Hetman Żółkiewka – Frassati Fajsławice 7:0 (1:0)
Bramki: Koprucha (40, 87, 90 z karnego), Zabiegły (55), Wysokiński (65), Furmanek (85), Prus (89).
Czerwona kartka: Michał Czajka (Frassati) w 40 min, za zagranie ręką poza polem karnym.
Hetman: Znój – Olech, Turek, T. Furmaniak, Szoździński (87 Batyra), Zabiegły, Koprucha, Stanicki (66 Pietras), Wysokiński (78 Prus), Pidek, Furmanek (85 Rozner).
Frassati: M. Czajka – Madeja, A. Furmaniak, Jedut, K. Szadura, J. Olech (66 P. Kasperek), Stacharski (75 Ł. Pluta), M. Szadura (41 D. Kasperek), P. Szadura, Ł. Kasperek, K. Pluta (46 A. Czajka).
Kolejną wygraną zanotował Ruch Izbica. – Przez pierwsze 30 minut przeważaliśmy, mieliśmy pięć okazji na strzelenie goli – relacjonuje Marcin Antoniak, kierownik Ruchu. – Gdyby Piotr Ciejak i Michał Gąsiorowski wykorzystali szanse, które mieli w pierwszej połowie, spokojnie mogliśmy prowadzić 3:0. A tak, przegraliśmy 2:3. Remis byłby bardziej sprawiedliwy – uważa Tomasz Kędzierski, trener Pławanic.
Ruch Izbica – Pławanice Kamień 3:2 (0:1)
Bramki: Gałka (47), Swatowski (50), Rycyk (60) – Wiśniewski (30), Hawryluk (70).

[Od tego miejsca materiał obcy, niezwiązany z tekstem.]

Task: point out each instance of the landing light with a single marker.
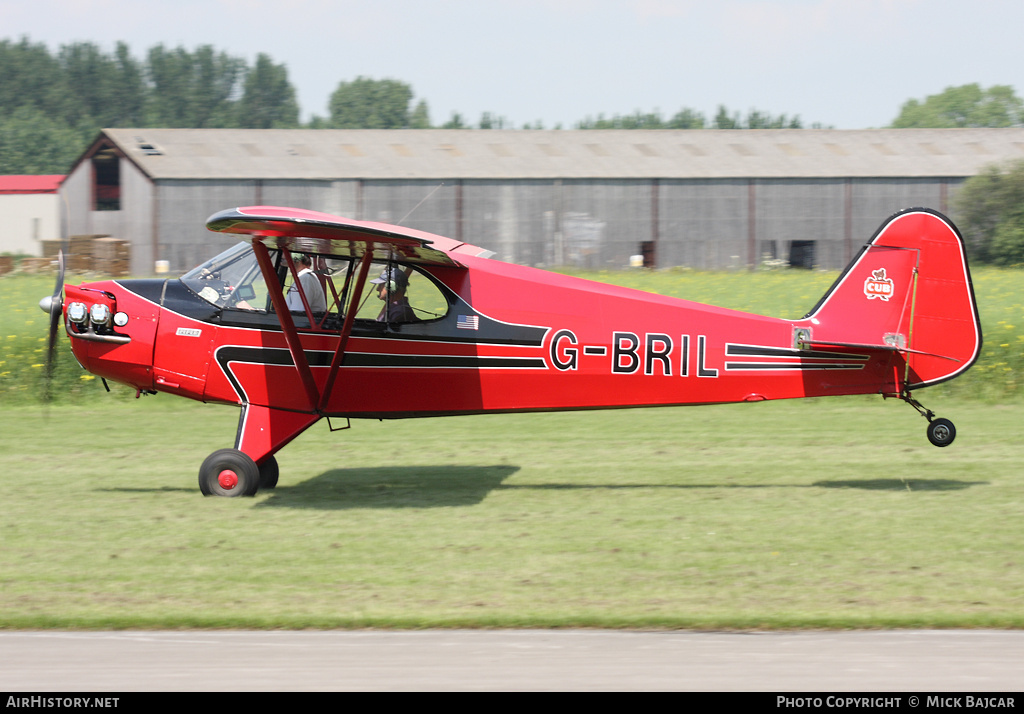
(99, 313)
(77, 312)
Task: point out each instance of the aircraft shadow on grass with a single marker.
(392, 487)
(446, 486)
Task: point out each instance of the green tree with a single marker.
(370, 103)
(193, 89)
(686, 119)
(268, 101)
(990, 212)
(456, 122)
(32, 142)
(30, 76)
(967, 106)
(420, 119)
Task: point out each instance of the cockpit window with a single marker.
(393, 293)
(231, 280)
(398, 294)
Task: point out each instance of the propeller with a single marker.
(54, 305)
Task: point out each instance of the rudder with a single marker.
(908, 288)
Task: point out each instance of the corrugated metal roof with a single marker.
(47, 183)
(335, 154)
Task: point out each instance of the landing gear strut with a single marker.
(941, 432)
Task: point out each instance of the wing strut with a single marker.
(346, 328)
(287, 324)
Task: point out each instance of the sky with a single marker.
(843, 64)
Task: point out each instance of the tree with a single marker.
(968, 106)
(268, 101)
(193, 89)
(370, 103)
(990, 212)
(456, 122)
(32, 142)
(420, 118)
(30, 76)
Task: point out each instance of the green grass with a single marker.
(797, 514)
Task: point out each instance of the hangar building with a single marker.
(707, 199)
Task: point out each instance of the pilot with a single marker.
(391, 288)
(310, 286)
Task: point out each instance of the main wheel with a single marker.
(268, 473)
(228, 472)
(941, 432)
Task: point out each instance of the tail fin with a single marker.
(908, 291)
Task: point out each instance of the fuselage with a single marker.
(513, 339)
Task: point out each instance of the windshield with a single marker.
(231, 280)
(391, 294)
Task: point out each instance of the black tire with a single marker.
(268, 473)
(941, 432)
(228, 472)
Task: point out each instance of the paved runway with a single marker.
(509, 660)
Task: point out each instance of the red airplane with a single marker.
(314, 316)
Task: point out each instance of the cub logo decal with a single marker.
(878, 286)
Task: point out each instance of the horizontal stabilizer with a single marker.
(882, 347)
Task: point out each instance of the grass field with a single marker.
(792, 514)
(817, 513)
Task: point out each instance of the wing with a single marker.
(312, 232)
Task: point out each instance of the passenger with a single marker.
(391, 288)
(310, 286)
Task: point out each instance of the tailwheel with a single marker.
(268, 473)
(941, 432)
(228, 472)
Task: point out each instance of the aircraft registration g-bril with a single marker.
(314, 316)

Ruch: Sowa – Kita, Burak, Maziarczyk, Wójciuk, Bury, Swatowski, Łata, Nizioł (88 Jarmosz), Rycyk, Gałka (90 Orkiszewski).
Pławanice: Dmuch – Purzycki, Neckar, Ożóg, Omelko, Gąsiorowski, Hawryluk, Janas, Petruk (46 Dudko), Wiśniewski, Ciejak (70 Krasuń).
Brat Siennica Nadolna – Vitrum Wola Uhruska 3:3 (2:2)
Bramki: Nowicki (25), Suduł (45, 50) – Superniak (11), Kulbicki (33), Klempka (70).
Brat: Kowalski – Malinowski, Dobrzyński, Jopek (81 Iwaniuk), Ćwirta, Kister (78 Czuluk), Belina, Dębski, Suduł, Nowicki (75 Tymicki), Maśluch.
Vitrum: Iwaniuk – Mateusz Polak, M. Wielgus, P. Wielgus, Stasiejko, Cholawo, Pawluk, Kulbicki, Marcin Walaszek (84 Michał Polak), Superniak, Klempka (86 Mateusz Walaszek).
Victoria Żmudź – Ogniwo Wierzbica 3:4 (3:1)
Bramki: Olęder (28), Ciechoński (32), Olejniczak (35) – Nadolski (42), Charytanowicz (50), Krawiec (73), Szanfisz (89).
Czerwone kartki: Jarosław Kotowski (Victoria) w 72 za faul taktyczny; Norbert Charytanowicz (Ogniwo) w 85 min, za niesportowe zachowanie.
Victoria: Wikło – Betiuk (82 Tymiński), Kotowski, Bureć, Leśnicki, Kapitan, Ciechoński, Szyszko (61 Ostaszewski), Olejniczak (61 R. Wagner), Olęder, Panasiuk (61 Grzegorzewski).
Ogniwo: Ratomski – Kapeluszny, Kloc, Kołtun, Nowaczek, Krawiec, Szanfisz, Gałecki, Nadolski (57 Zwolak), Charytanowicz, Bąk.
Unia Białopole – Agros Suchawa 2:0 (2:0)
Bramki: Ciołek (27 z karnego), Karczewski (39 samobójcza).
Unia: Bralewski – Kaliński, T. Soroka, M. Soroka (78 Ostrowski), Domińczuk, Piekaruk, Chwedyna, Rakowiecki (88 Zdybel), Wertel (85 Łukaszewski), Sobczuk, Ciołek.
Agros: Dmitruk – Mossuerc, D. Staszewski, Szczepaniak (80 Gruszczyński), Karczewski, Sekulski, Tomaszewski (80 Tadeniewicz), Gmitruk, Kociuba, Polak (70 Baran), Lis (70 S. Staszewski).